Fran, aunque aturdido, no había perdido en absoluto la capacidad de racionar, y un montón de preguntas fueron formuladas por su pensamiento antes de que pudiera darse cuenta. "¿Cómo conocéis mi nombre?", "¿Cómo habláis mi lengua?", "¿Cómo os habéis convertido en lo qué sois?", "¿Por qué yo?". Docenas de preguntas de este tipo se le ocurrían cada segundo. "Hay demasiadas cosas que no puedes comprender. El abismo que nos separa es demasiado grande como para que pueda darte una explicación que seas capaz de asimilar, pero basta decir que hemos alcanzado toda la sabiduría que tu universo puede contener. Nuestra civilización es una mente comunitaria que abarca todo el conocimiento que te rodea, desde el más fundamental hasta el más nimio, desde la trayectoria de cada una de las hojas que han caído, caen o caerán de todos los árboles en todos los pasados, presente y futuros otoños de tu mundo, hasta la formación de tu universo, que hubo antes y qué habrá después. Conocemos toda la realidad que te rodea porque estamos fuera de ella."

"No acabo de entender...¿Tenéis el conocimiento supremo?" Fran sintió un extraño cosquilleo que le hizo estremecer. "No existe tal conocimiento...es algo mucho más complejo, no está a tu alcance visualizar el concepto que tenemos de "sabiduría". Sí, ya sabemos lo que ronda por tu mente. Una parte de ti quiere hacernos una pregunta. Por lo general preferimos no interferir con aquellas inteligencias con las que tan raramente topamos en lo que tu llamarías nuestros "viajes". Las consecuencias de revelar una información a una civilización que no podría obtenerla de otra forma (esto es, por sí misma), suele tener unas consecuencias que, desde el punto de vista de lo que llamaremos nuestro "código ético", no son deseadas. Pero sabemos (y no preguntes por qué) que podremos contestar a la cuestión que nos plantees".

Los sentimientos de Fran en ese momento, inmune al terror que cualquier otro hubiera podido sentir, se asemejaban a los que probablemente experimentó Aladino cuando frotó la famosa lámpara mágica. "Un deseo", pensó, "pero sólo uno". ¿Por qué sólo uno? No sabría decirlo, pero ellos le indicaron que no permitirían más preguntas.

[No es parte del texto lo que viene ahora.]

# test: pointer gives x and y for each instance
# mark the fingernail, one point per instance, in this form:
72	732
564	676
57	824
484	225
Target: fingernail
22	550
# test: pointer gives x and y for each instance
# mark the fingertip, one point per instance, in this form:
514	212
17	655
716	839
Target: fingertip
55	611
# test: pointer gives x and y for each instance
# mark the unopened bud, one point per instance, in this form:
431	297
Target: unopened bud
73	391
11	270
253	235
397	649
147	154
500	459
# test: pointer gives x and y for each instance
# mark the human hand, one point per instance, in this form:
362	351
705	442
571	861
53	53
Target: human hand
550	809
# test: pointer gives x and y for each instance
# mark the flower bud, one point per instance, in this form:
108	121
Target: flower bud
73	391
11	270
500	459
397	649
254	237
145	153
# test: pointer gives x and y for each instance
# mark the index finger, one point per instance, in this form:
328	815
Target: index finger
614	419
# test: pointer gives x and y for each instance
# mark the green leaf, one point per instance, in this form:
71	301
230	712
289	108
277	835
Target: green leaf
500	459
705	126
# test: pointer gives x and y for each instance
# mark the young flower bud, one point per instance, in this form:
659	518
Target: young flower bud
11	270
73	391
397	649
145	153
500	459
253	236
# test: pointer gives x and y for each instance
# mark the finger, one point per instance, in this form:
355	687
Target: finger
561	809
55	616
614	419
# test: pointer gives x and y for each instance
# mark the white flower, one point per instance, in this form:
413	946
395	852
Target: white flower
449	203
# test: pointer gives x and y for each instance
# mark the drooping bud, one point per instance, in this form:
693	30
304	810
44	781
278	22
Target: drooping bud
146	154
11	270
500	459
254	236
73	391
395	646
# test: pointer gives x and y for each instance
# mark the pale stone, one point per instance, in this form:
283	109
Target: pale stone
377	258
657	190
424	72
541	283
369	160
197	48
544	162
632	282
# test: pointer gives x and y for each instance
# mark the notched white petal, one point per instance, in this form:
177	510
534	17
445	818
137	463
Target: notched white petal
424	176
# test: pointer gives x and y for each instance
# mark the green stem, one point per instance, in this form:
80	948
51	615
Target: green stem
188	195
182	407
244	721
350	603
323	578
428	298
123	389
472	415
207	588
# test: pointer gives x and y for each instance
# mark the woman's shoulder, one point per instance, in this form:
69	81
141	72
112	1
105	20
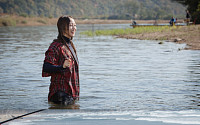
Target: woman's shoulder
56	43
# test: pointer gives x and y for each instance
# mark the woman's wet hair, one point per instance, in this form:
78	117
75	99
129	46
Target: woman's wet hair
62	25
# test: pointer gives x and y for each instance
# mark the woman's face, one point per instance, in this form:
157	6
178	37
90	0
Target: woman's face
72	29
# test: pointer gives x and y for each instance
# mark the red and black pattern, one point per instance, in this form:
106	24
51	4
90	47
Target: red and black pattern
68	79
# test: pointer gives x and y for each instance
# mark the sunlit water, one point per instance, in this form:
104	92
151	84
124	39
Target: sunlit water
120	78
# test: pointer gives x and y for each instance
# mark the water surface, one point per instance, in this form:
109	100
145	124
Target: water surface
116	75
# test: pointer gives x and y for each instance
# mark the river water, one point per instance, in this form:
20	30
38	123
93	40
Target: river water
120	78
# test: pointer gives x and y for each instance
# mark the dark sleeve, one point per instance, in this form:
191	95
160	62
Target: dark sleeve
49	68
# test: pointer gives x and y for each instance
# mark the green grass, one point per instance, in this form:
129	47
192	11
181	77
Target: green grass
128	31
7	22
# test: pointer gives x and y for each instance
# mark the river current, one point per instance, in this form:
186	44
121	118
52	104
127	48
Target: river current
120	78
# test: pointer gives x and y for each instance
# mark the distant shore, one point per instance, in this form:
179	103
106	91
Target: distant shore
189	35
14	20
183	34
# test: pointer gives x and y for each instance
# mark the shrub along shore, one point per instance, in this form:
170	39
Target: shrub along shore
179	34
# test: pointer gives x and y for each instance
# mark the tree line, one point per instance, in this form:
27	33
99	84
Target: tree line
101	9
193	6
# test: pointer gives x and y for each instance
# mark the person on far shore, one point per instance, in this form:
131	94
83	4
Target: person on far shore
172	21
61	63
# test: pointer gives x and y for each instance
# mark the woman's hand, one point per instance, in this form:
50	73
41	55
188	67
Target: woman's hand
66	63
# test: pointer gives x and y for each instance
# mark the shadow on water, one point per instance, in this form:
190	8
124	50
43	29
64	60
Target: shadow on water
115	73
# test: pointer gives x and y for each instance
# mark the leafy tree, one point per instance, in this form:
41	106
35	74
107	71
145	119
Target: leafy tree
194	8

Sólo una, una cuya respuesta siempre hubiese querido saber, una que podía cambiar su vida para siempre...

Aquella noche, como muchas otras noches desde hacia semanas, su marido estaba feliz. Gloria lo notaba en sus ojos, en su media sonrisa, en su mirada perdida en el lienzo del techo. De la manera que fuese, lo había superado, y ella no daba crédito a lo que estaba viviendo. Tampoco encontraba una explicación razonable, porque las personas no cambian de un día para otro, como había hecho literalmente su esposo. Pero ella era una persona práctica. No se planteaba la causa, sino que se esforzaba por convivir con el efecto. Y la convivencia resultaba en este caso no sólo fácil, sino maravillosa.

"Si es niña, la llamaremos Isabel, como mi madre. Y si es niño, Francisco". Fran giró la cabeza hacia ella y le sonrió. "Es una niña", dijo. "No digas tonterías. ¿Cómo vas a saberlo?". Su sonrisa se intensificó. "Lo sé, Gloria. Lo sé".